As we learn more about each of them and the circumstances surrounding Mia’s kidnapping, we learn that there is more than meets they eye to each of the characters. With different character perspectives and time jumps, this novel has everything it needs to succeed. The plot is simply what I stated above, and without giving away the tiniest of details, that is literally all I can touch on with the plot. Within the first 30 pages there is a moment I didn’t see coming, and when you think the book has came to a conclusion and you can relax, you’re wrong. The epilogue has me shaken to the core. I have been sitting at my desk screaming in my head at the final pages. Some things you read will be a lie. Kubica took a chance with this story, a big leap of faith, and my God it worked so well. I am so invested and the book is already over.
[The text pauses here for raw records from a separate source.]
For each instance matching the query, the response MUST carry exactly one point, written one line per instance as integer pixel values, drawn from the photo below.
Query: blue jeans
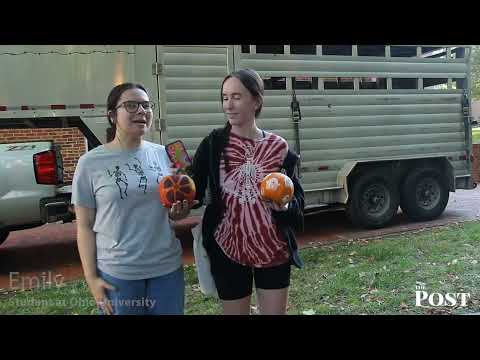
(163, 295)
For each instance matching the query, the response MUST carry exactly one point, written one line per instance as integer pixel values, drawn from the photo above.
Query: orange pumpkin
(276, 187)
(173, 188)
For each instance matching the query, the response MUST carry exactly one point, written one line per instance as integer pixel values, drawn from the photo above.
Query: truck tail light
(45, 167)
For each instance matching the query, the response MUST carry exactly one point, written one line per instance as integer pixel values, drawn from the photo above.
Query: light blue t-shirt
(134, 237)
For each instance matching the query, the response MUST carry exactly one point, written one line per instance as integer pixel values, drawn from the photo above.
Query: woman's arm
(199, 170)
(87, 249)
(294, 214)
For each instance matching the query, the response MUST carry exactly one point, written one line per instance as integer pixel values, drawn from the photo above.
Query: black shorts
(235, 281)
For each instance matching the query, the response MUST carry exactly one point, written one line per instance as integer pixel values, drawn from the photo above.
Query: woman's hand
(97, 287)
(277, 207)
(181, 209)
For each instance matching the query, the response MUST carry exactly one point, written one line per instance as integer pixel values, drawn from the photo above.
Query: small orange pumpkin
(276, 187)
(178, 187)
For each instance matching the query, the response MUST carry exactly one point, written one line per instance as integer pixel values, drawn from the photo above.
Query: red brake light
(45, 167)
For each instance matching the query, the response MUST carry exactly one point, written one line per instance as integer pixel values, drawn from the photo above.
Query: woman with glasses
(130, 256)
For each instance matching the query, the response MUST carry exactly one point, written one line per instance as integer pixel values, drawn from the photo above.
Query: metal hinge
(157, 68)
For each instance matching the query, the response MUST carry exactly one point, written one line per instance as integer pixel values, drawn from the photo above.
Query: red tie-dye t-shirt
(248, 233)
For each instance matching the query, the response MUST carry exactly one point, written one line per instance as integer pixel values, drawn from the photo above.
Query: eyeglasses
(132, 106)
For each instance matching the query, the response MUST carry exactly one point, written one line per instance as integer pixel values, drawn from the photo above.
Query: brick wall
(71, 141)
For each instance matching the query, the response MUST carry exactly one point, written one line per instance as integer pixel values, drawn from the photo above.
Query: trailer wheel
(424, 194)
(374, 200)
(3, 235)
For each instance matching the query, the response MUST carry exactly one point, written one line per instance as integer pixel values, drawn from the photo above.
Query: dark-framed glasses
(132, 106)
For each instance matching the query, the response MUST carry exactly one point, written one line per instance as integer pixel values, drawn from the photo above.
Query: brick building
(72, 143)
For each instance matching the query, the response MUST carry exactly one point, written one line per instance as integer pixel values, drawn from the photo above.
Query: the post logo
(438, 299)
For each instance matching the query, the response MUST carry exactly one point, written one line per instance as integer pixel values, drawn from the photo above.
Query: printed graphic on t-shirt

I feel like I need to go back and read it again, because I know no matter what I read next I will be disappointed. This will be a tough act to follow.
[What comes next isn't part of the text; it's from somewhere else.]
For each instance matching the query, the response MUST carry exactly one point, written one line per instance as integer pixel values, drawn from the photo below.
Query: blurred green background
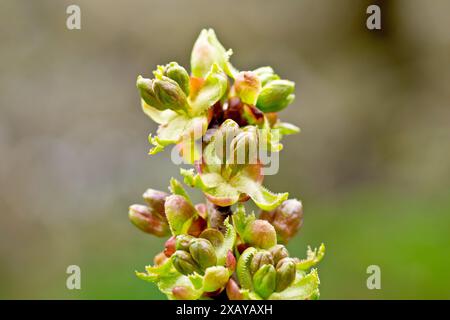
(372, 164)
The characters are written with so much depth. Eve Dennett is a caring, stoic mother. Almost Stepford Wives perfect. She has issues, yeah, but she loves her daughter and only wants to see her brought home safely. She has layers underneath the picture perfect face she wears for the sake of her husband’s reputation. All of those layers get revealed as the story goes on. Detective Gabe Hoffman starts out as nothing more than a man trying to do his job, and a hard one at that. It’s not everyday you get thrown into a high profile kidnapping case. The pressure on him is immense. Find the girl, bring her home. As the story progresses he’s no longer consumed by only wanting to do his job and get a pat on the back, but he’s emotionally invested in finding Mia alive. The antagonist is by far, shockingly enough, my favorite character. Colin Thatcher is the most well written character in the entire novel. He has roots, he’s written with eloquence. He has a back story, and trust me, you will care about him. You won’t even see him as a bad guy. Or, at least, I didn’t. With Mia, there is more than meets the eye. She isn’t just the privileged daughter of a rich judge, she isn’t shallow, and she is a hell of a lot smarter than you think she is.
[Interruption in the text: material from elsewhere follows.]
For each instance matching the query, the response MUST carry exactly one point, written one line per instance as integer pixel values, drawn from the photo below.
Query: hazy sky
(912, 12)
I have absolutely nothing but good words to say about this. And to think that this was Mary Kubica’s FIRST novel. She knocked it out of the ball park with her debut novel, and I can’t wait to see what else she has to offer. With a story that takes chances like this one, and has twist after twist, and an ending that you won’t see coming, what’s not to love? Do yourself a favor and pick up a copy. I feel like I always advise on reading the books I review, but for the sake of everything in your life, do it. Don’t wait. When you start reading, don’t put it down. Not that I need to tell you that, you won’t want to.